Effect of beta-Sitosterol in pro-inflammatory gene expression in bronchial epithelial cells

Previously, we reported that beta-sitosterol (bss), extracted from N.arvensis seeds, was able to inhibit the expression of the pro-inflammatory chemokine IL-8 in IB3-1 CF bronchial cells exposed to the P.aeruginosa laboratory strain PAO1. Chemically, bss is a steroid-like and modern in vitro and clinical studies have shown that plants containing such steroids are anti-inflammatory agents. In the present study bss was tested in the human CF airway epithelial cell line CuFi-1 exposed to PAO1 for 4 h. CuFi-1 when seeded on semipermeable filters and grown at the air-liquid interface, are capable of forming polarized differentiated epithelia that exhibits transepithelial resistance and maintains the ion channel physiology expected of the genotype delta F508/delta F508. CuFi-1 cells were pre-treated for 20 h with 100 nM of bss. Total RNA was extracted and a TaqMan Low Density Array was performed by which 92 target genes, that are crucial in the first line of response against pathogens and critical in chronic inflammatory diseases of the airways, were quantified.

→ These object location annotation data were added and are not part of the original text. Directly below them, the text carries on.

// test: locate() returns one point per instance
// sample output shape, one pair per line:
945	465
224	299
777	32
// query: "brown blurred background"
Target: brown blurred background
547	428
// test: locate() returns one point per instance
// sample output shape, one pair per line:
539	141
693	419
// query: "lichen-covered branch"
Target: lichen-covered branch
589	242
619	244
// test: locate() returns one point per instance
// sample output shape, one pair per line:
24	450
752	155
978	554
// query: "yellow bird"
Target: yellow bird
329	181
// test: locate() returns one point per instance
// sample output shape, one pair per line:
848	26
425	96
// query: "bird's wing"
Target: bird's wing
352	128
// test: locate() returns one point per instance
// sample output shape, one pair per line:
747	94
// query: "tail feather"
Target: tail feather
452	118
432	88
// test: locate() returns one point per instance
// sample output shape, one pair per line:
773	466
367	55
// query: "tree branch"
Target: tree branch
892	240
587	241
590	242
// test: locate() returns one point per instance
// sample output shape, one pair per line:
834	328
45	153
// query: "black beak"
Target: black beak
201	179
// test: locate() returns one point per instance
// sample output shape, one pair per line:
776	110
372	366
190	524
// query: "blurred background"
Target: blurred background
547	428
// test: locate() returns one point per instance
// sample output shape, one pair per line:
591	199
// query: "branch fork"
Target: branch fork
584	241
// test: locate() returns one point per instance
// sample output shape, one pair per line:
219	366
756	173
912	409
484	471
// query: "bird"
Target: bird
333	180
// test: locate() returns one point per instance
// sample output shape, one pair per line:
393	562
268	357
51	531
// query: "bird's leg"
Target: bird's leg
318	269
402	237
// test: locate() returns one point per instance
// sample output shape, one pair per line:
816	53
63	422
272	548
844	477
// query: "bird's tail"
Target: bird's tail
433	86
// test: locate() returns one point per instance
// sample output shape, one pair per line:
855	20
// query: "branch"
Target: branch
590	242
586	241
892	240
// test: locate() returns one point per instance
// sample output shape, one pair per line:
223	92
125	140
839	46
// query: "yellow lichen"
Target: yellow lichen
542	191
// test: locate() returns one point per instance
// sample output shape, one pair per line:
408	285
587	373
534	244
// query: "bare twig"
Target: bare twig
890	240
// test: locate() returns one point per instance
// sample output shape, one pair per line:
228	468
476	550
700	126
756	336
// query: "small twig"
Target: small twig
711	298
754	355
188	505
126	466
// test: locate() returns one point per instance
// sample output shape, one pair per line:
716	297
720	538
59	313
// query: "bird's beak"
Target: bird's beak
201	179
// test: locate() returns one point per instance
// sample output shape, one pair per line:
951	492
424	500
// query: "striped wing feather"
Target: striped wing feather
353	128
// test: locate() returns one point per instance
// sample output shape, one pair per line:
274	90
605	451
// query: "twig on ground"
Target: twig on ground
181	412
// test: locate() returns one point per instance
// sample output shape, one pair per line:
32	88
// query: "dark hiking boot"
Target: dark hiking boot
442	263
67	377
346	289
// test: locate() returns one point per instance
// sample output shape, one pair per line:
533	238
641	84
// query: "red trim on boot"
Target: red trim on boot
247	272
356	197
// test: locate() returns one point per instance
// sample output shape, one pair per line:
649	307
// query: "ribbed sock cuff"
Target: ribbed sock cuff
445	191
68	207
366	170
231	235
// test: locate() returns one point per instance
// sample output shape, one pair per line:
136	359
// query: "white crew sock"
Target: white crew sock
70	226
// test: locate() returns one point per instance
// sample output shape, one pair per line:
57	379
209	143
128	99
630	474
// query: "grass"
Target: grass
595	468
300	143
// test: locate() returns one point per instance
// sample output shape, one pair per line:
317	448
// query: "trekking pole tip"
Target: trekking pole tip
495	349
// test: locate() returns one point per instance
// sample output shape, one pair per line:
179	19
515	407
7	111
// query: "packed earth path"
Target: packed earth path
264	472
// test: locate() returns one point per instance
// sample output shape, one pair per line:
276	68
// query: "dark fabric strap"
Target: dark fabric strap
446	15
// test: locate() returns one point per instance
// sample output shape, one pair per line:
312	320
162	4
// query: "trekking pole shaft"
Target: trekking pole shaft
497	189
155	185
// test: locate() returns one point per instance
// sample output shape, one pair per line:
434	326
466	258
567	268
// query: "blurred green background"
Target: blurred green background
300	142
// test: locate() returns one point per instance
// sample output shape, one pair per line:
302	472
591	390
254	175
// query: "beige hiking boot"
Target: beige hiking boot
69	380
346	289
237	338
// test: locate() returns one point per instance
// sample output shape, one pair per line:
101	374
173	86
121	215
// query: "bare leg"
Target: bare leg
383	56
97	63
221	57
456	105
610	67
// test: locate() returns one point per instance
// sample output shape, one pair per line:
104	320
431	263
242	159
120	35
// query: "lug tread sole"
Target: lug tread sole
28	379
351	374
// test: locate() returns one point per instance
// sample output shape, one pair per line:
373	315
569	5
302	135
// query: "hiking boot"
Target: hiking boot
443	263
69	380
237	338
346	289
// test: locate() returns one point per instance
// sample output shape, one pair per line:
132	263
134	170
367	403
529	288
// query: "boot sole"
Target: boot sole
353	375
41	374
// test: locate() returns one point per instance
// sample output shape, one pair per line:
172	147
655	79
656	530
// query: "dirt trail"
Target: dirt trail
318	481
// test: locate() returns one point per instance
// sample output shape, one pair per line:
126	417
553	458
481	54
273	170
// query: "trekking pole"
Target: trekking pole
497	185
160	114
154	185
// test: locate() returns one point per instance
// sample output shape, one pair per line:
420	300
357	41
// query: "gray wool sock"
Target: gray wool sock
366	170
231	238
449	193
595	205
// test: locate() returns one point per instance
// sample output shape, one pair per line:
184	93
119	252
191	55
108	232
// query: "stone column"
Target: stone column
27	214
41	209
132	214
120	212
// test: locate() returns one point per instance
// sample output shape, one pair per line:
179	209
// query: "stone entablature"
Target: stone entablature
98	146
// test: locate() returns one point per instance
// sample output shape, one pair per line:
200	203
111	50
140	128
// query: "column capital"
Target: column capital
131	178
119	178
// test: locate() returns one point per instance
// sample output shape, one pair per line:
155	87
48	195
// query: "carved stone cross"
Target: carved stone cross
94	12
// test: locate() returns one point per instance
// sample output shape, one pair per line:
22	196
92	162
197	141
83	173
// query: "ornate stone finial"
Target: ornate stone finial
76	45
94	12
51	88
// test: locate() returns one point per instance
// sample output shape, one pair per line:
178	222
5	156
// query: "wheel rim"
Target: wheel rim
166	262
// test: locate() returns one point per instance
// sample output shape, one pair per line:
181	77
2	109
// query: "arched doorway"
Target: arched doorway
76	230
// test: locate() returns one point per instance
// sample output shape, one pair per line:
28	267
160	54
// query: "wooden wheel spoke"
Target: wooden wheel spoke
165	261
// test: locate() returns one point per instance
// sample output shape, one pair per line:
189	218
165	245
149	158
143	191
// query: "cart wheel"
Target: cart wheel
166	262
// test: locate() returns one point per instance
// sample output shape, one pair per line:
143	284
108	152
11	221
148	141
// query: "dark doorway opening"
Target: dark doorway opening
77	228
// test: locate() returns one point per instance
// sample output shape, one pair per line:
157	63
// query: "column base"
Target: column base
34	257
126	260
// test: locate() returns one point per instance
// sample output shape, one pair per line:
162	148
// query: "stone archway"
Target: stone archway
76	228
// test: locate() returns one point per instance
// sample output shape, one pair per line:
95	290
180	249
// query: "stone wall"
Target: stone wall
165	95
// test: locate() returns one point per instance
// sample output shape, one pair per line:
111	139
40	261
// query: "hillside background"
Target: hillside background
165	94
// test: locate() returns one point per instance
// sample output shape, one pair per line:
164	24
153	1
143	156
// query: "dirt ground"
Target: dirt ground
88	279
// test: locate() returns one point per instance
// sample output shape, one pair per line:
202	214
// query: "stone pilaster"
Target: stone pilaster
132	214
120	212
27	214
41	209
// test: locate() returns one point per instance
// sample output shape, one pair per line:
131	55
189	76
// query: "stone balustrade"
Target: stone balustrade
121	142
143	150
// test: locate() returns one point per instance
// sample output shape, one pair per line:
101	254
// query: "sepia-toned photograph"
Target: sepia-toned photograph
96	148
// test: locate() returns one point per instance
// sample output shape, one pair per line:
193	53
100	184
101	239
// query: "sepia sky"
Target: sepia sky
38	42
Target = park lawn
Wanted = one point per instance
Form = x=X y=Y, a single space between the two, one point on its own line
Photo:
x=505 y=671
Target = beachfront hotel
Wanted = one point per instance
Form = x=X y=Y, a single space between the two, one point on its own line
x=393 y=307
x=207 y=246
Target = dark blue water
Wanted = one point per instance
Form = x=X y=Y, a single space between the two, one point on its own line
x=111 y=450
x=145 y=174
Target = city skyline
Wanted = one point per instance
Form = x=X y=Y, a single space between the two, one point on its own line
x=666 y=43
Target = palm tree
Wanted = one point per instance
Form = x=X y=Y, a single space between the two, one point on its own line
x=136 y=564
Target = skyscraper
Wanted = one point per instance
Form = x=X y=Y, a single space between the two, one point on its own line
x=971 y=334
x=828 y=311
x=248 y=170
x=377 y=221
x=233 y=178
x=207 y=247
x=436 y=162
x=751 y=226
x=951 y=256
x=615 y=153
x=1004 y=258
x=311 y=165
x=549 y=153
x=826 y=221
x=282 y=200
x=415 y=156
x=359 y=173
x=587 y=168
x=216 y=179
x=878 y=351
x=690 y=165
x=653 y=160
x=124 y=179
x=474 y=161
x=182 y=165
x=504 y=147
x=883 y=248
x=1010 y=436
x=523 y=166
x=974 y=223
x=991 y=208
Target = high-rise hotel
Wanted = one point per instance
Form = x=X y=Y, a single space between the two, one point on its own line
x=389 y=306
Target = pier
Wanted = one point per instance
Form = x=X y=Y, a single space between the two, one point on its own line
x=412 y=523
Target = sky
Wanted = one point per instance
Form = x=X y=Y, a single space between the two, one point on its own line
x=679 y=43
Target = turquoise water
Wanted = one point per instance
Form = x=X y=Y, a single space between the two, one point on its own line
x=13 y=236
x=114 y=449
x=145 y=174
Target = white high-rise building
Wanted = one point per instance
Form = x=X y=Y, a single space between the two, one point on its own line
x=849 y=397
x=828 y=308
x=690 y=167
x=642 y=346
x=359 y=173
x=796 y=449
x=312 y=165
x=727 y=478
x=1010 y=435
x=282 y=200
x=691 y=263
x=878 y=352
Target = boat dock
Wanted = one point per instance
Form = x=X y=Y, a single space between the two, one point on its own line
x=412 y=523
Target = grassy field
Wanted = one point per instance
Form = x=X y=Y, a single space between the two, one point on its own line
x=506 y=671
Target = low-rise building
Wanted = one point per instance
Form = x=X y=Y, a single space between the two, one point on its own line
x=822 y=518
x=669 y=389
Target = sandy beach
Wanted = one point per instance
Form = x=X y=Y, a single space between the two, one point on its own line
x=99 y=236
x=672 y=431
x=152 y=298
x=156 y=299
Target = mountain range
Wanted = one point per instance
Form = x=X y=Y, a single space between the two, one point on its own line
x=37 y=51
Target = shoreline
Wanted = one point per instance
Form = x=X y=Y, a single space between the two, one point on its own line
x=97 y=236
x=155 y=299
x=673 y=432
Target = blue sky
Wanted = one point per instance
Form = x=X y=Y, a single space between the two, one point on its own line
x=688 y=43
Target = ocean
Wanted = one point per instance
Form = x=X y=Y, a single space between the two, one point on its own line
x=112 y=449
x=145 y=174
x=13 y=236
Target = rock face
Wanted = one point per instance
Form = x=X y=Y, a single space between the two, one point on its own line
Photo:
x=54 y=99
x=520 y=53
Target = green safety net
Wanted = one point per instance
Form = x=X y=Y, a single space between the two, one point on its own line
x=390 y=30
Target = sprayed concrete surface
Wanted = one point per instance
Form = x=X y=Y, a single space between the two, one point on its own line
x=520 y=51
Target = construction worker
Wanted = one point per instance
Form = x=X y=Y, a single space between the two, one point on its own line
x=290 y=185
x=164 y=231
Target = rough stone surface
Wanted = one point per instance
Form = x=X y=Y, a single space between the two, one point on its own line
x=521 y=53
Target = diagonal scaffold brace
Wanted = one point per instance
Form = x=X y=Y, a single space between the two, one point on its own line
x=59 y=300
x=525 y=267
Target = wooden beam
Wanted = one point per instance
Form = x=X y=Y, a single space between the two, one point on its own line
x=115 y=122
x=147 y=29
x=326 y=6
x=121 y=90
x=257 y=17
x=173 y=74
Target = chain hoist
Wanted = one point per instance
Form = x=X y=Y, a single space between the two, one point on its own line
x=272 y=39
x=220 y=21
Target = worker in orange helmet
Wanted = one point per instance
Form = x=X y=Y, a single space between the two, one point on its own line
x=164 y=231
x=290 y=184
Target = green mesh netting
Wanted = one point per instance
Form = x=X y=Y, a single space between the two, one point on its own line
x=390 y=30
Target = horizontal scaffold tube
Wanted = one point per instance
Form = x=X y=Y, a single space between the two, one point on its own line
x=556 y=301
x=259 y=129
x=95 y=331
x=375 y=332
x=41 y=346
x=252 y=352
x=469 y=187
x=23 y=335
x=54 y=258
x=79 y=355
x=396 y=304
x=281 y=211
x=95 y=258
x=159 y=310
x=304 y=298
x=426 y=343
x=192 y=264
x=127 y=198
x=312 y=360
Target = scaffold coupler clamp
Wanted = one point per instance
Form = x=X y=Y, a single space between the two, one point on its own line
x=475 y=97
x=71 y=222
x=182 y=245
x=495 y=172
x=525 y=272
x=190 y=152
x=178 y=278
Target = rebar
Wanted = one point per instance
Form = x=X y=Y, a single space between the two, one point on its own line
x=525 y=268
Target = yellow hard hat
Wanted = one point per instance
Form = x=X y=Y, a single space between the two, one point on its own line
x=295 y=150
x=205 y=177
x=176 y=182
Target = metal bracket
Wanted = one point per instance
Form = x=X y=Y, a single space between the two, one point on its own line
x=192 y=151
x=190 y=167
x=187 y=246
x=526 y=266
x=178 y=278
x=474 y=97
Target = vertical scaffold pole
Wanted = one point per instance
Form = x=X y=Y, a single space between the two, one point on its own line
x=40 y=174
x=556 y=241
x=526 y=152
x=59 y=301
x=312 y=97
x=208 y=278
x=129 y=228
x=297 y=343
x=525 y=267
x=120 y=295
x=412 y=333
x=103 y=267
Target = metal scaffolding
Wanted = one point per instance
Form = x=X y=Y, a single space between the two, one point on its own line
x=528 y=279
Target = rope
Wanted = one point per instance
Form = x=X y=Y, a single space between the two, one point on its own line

Among the PAO-1 induced genes, bss showed an anti-inflammatory acitivity inhibiting the overexpression of IL-8, GRO-alpha and GRO-beta genes. No changes in cell proliferation have been observed at bss high concentration (150 ). To exclude that the inhibition of the P.aeruginosa-dependent induction of the three genes was due to an indirect anti-bacterial effect on P.aeruginosa, we performed an anti-bacterial array following the procedure for the Minimum Inhibitory Concentration. In this paper, we have explored the anti-inflammatory effect of bss in a model of CF cell lines finding that bss is able to inhibit selectively the expression of the pro-inflammatory chemokines IL-8, GRO-alpha and GRO-beta. Recent mounting evidence to suggest that bss acts as anti-inflammatory molecules warrants further mechanistic studies to determine the full extent of its action.